If you’re reading this, I hope you don’t feel too smug. I do this all the time. And so do you.

And that brings me back to the article in Wired. The gist of the article is this:

  • Microsoft was surprised by the scope of data collection by the US government
  • Microsoft is planning to encrypt all of its data
  • Microsoft does not insert any back doors into its software

Let’s now head to the comments of the article. An example of the Backfire Effect would be this: “Microsoft says they don’t insert back doors. Well, the fact that they deny it proves that they do it! Why else would they deny it!”

Do we see any examples like this in the comments? Yes, we do!

“Smokescreen. Microsoft regularly hands over encryption keys to governments such as India, Pakistan, UAE, China (and others), so they can monitor Skype and other programs.

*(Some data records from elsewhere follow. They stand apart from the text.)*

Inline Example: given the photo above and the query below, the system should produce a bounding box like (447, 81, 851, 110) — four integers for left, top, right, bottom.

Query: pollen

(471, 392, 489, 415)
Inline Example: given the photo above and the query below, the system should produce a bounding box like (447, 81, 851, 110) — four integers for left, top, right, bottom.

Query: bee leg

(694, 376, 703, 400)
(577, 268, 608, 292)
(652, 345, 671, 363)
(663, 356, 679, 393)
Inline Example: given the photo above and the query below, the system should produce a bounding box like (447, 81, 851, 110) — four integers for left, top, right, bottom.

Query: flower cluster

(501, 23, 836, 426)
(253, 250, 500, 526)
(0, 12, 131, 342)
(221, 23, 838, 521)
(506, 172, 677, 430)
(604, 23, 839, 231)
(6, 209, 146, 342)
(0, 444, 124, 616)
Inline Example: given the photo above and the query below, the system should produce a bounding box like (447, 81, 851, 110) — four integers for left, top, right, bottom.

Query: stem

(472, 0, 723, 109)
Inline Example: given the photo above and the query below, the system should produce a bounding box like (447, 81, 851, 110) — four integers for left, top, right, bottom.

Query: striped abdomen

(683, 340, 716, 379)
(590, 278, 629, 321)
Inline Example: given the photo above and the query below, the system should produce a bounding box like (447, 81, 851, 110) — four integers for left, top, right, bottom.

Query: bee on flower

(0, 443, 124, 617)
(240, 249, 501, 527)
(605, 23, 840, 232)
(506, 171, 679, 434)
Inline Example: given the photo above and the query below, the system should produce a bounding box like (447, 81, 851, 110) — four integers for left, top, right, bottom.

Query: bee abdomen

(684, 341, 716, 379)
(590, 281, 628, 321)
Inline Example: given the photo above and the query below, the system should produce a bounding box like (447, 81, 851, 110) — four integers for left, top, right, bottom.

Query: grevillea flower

As usual, follow the money. This is nothing more than a sophisticated PR campaign by the mega-corps”

And this:

yeah right, after MS being the first one to hop on the NSA bandwagon we now have to believe that they are fighting them, lipstick on the pig. I don't believe anything from a company who's business model was always about monopolizing and using their customers at any cost.

And this:

what's in it for Microsoft? you ask
GOVERNMENT CONTRACTS MONEY$$$$$$

 

And this:

Microsoft? The same company that altered Skype so that all calls go through a server that they control instead of directly between the two callers so it would be easy for the government to spy on them?

Yeah, this sounds like a puff piece of PR crap.

 

And this:

This M$ fluff piece is up there with 60 Minutes. Sad and tired, Wired.


Example after example of people discarding what the article said and re-iterating what they previously believed. This is a textbook example of the Backfire Effect. And here’s the thing – the more informed a person is about something, the more biased they are towards their own beliefs.

That’s part of the problem of an Internet-connected world with social media and news articles. Aren’t we supposed to live in an information utopia where we can learn everything, where right beliefs are only a few clicks away?

Yes, we do live there. But, our brains are not wired that way. For you see, millions of years of evolution have programmed us to protect our beliefs and shield our sense of selves from conflicting evidence. Rather than using the Internet to correct ourselves, we use it to reinforce what we believe. We quickly run to the sources that make our brains feel good and we express it online despite what anyone else says. From You Are Not So Smart:

When our bathroom scale delivers bad news, we hop off and then on again, just to make sure we didn’t misread the display or put too much pressure on one foot. [tzink – I do this] When our scale delivers good news, we smile and head for the shower. By uncritically accepting evidence when it pleases us, and insisting on more when it doesn’t, we subtly tip the scales in our favor.

- Psychologist Dan Gilbert in The New York Times

That is not to say Microsoft does or does not put in back doors (I don’t know but like Russinovich, I doubt it).

But I do know is this – I will interpret the evidence in a way that I already agree with. And so will you.